Mohon tunggu...
𝙔𝙖𝙢𝙞𝙣 𝙈𝙤𝙝𝙖𝙢𝙖𝙙
𝙔𝙖𝙢𝙞𝙣 𝙈𝙤𝙝𝙖𝙢𝙖𝙙 Mohon Tunggu... Guru - Ayah 3 anak, cucu seorang guru ngaji dan pemintal tali.

Guru SD yang "mengaku sebagai penulis". Saat kanak-kanak pernah tidak memiliki cita-cita. Hanya bisa menulis yang ringan-ringan belaka. Tangan kurus ini tidak kuat mengangkat yang berat-berat.

Selanjutnya

Tutup

Nature Artikel Utama

Petani Tembakau: Jika Berhasil Naik Haji, Gagal ke Malaysia, dan Kerusakan Lingkungan

4 September 2022   00:27 Diperbarui: 8 September 2022   14:23 1254
+
Laporkan Konten
Laporkan Akun
Kompasiana adalah platform blog. Konten ini menjadi tanggung jawab bloger dan tidak mewakili pandangan redaksi Kompas.

Hamparan hijau persawahan pada gambar di atas merupakan tanaman tembakau di seberang jalan depan sekolah tempat saya mengajar. Tanaman bahan baku rokok itu merupakan komoditas pertanian yang paling diandalkan masyarakat Lombok, NTB.

Jika berhasil naik haji, gagal ke Malaysia.

Kutipan di atas merupakan ungkapan yang akrab digunakan dalam pergaulan petani tembakau. Maksudnya jika berhasil menanam tembakau sampai penjualan dengan harga maksimal, petani berpeluang menyetor ONH untuk menunaikan ibadah haji.

Sebaliknya jika gagal, petani memilih menjadi tenaga kerja ke Malaysia sebagai solusi untuk melunasi hutang atas biaya produksi penanaman tembakau. Hal ini disebabkan oleh biaya produksi yang relatif tinggi sehingga petani harus mencari pinjaman sebagai modal penanaman.

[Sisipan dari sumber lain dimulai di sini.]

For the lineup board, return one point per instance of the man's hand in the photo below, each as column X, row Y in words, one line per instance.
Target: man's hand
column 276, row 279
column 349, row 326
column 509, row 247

Ungkapan tersebut pada dasarnya menyiratkan dua hal bagi masyarakat Sasak. Frase "jika berhasil naik haji" mengandung nilai religius karena menunaikan ibadah haji merupakan ibadah "bergengsi" yang hanya dapat dilakukan oleh orang yang mampu secara finansial dan mampu secara fisik dan mental.

Sedangkan frase 'jika gagal ke Malaysia" merupakan ekspresi tanggung jawab masyarakat Sasak untuk membayar hutang atau pinjaman dari seseorang. Utang harus dikembalikan bagaimanapun caranya, termasuk menjadi tenaga kerja ke luar negeri jika tidak ada lagi yang dapat diperbuat di kampung halaman untuk bisa melunasi hutang.

Meningkatnya Kesejahteraan Petani

Tembakau telah lama menjadi komoditas pertanian andalan para petani di Lombok. Beberapa jenis tembakau yang biasa ditanam yaitu, tembakau virginia, kesturi, tembakau kuning, dan tembakau senang. Jenis yang paling menggiurkan adalah tembakau virginia.

Sebelum tembakau menjadi tren, lahan tadah hujan di Lombok banyak yang nganggur pada musim kemarau. Kalaupun musim kemarau dilakukan penanaman, jenis tanaman yang dapat ditanam berupa palawija, seperti jagung, singkong, ubi jalar, atau tanaman lain yang nilai jualnya relatif sangat rendah. 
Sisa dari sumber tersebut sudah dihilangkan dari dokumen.